What is Product Security?
Product security is about securing the product throughout its entire life cycle from ideation to deployment. The ultimate aim is to understand how your product can be weaponized either against you or other people based on the features and functionality that you've built.
Why do organizations care?
Picture this: You’re building and growing a very successful business. You are the coveted solution to address major problems in your specific industry. The team has poured years of dedication and attention to detail to building up to this point. People begin to take notice and some curious users begin to poke around.
They identify and exploit critical business logic vulnerabilities, leaking the sensitive data of our trusted customers. Your organization falls victim to wide-spread software supply chain attacks, providing an immediate entry point to your production services, leading to the same outcome.
No matter the vector, the organization loses trust with customers and risks losing business to their competitors.
Without a product security strategy, the organization continues to fall behind evolving threats, making it difficult to focus on what matters most: delivering value to customers.
Layers: Defense-in-Depth
Product Security is addressed by layering defensive processes and capabilities throughout the product development lifecycle. By doing so effectively, the organization naturally adopts security-first culture as it becomes a natural part of doing work.
This means forging meaningful partnerships across all departments to deliver pragmatic guidance and building guardrails to make it easy to focus on solving customer pain points.

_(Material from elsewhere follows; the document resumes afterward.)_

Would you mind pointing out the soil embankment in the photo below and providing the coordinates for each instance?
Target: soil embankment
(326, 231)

It is designed to support accelerated product development while maintaining the robustness and resiliency of software products from security threats for modern cloud native applications. The goals of each phase are defined as follows:
Design: Cross-department knowledge sharing to define security requirements and level of effort.
Develop: Autonomous vulnerability discovery and remediation during active development.

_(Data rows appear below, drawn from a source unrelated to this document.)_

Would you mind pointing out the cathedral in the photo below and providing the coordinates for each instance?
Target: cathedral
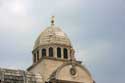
(53, 61)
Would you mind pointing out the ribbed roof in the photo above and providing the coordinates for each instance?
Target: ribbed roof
(52, 35)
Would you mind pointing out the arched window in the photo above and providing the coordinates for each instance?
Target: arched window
(37, 55)
(34, 57)
(43, 52)
(65, 53)
(51, 52)
(59, 52)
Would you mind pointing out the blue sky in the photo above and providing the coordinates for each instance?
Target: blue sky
(95, 27)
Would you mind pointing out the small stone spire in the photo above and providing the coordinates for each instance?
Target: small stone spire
(52, 20)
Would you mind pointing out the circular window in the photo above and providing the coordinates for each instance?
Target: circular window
(73, 71)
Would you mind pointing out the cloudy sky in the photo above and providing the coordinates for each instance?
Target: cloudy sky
(95, 27)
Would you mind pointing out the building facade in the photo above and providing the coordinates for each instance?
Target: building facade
(53, 61)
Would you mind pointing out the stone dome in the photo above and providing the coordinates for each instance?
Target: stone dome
(52, 35)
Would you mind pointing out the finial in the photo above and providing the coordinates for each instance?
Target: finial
(52, 20)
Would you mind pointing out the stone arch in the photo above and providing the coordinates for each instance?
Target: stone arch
(58, 52)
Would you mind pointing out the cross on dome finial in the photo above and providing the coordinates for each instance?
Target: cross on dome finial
(52, 20)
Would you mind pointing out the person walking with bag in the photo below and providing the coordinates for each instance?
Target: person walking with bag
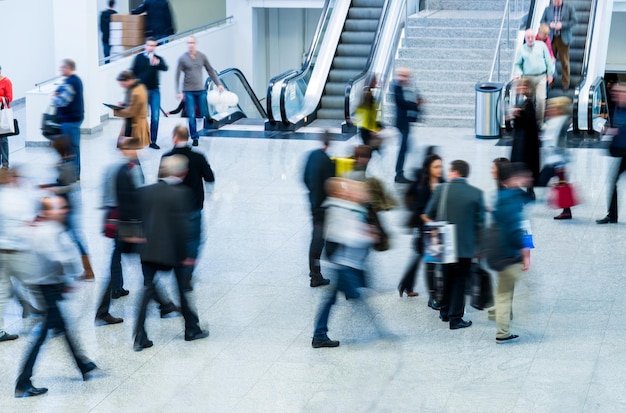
(508, 219)
(6, 97)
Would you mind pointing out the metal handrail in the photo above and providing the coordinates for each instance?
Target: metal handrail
(585, 69)
(496, 56)
(246, 85)
(38, 85)
(368, 63)
(292, 73)
(167, 39)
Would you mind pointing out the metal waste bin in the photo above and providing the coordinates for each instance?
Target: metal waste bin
(488, 110)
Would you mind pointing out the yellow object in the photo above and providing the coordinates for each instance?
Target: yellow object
(343, 165)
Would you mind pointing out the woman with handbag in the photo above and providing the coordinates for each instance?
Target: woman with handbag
(431, 176)
(6, 96)
(135, 109)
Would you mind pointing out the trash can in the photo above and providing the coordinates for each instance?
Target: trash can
(488, 110)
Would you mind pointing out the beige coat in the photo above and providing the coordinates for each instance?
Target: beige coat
(137, 114)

Build: Enforce software integrity and execution environment to support defense-in-depth
Test: Validate control requirements and remediate known security defects.

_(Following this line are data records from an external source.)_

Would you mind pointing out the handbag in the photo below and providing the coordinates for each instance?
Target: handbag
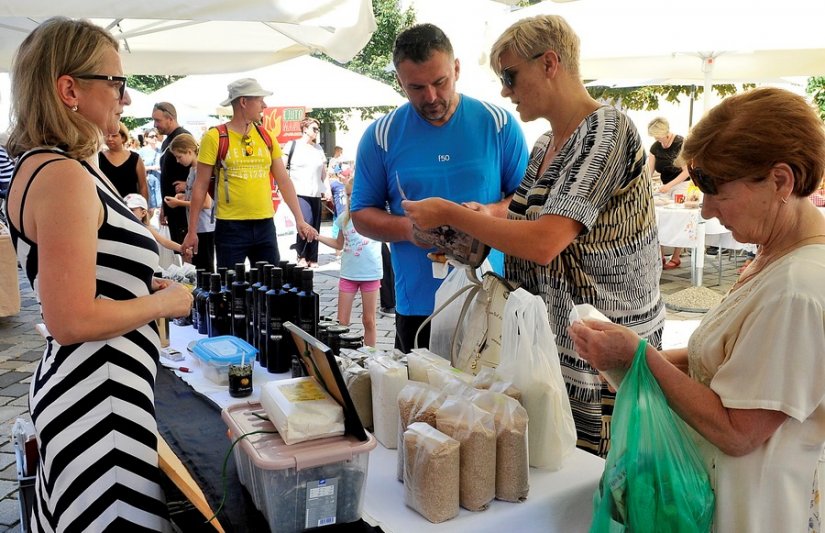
(654, 478)
(476, 338)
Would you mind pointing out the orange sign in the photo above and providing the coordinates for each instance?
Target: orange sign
(284, 122)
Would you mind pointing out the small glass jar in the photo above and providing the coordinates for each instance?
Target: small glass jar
(240, 380)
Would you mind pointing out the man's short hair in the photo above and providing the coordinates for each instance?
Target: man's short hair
(167, 109)
(418, 43)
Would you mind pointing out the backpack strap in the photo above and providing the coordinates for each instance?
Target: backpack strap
(289, 157)
(220, 164)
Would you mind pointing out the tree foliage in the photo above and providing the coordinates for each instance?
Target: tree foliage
(374, 60)
(647, 98)
(146, 83)
(816, 90)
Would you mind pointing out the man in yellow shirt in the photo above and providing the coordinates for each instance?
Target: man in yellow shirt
(244, 228)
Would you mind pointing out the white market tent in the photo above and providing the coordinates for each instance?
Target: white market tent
(208, 36)
(302, 81)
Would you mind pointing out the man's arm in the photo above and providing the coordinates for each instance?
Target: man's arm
(199, 190)
(379, 225)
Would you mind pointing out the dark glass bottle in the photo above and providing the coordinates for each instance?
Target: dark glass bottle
(202, 304)
(249, 303)
(219, 322)
(277, 360)
(239, 310)
(260, 309)
(253, 315)
(308, 303)
(197, 290)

Deploy: Verify integrity of production environment and enforce secure defaults.
Monitor: Proactively maintain healthy production system conditions.

Manual vs. Automated Processes
Contrary to modern sentiment, not everything that can be automated should be automated. Manual processes serve as a key engagement point to share ideas and proliferate knowledge across different specialities.
For example, during the design phase, Security would share potential threats presented by a solution and control requirements for implementation. This would help to reduce the volume and severity of penetration test findings, shortening the time to deliver software that would otherwise require intensive code-level remediation.Manual processes should be enabled through autonomous tooling, organizational standards, and service templates to shorten the time to delivery and improve consistency regardless of individual staffing.
Conclusion
For software companies, the product is the business. Product security does not just secure your product, but to cement your business’ revenue. Its practices aims to accelerate revenue growth, sustain development velocity, and reduce long-term overhead cost.
In our future pieces, we will break down the various stages of the Product Security Lifecycle.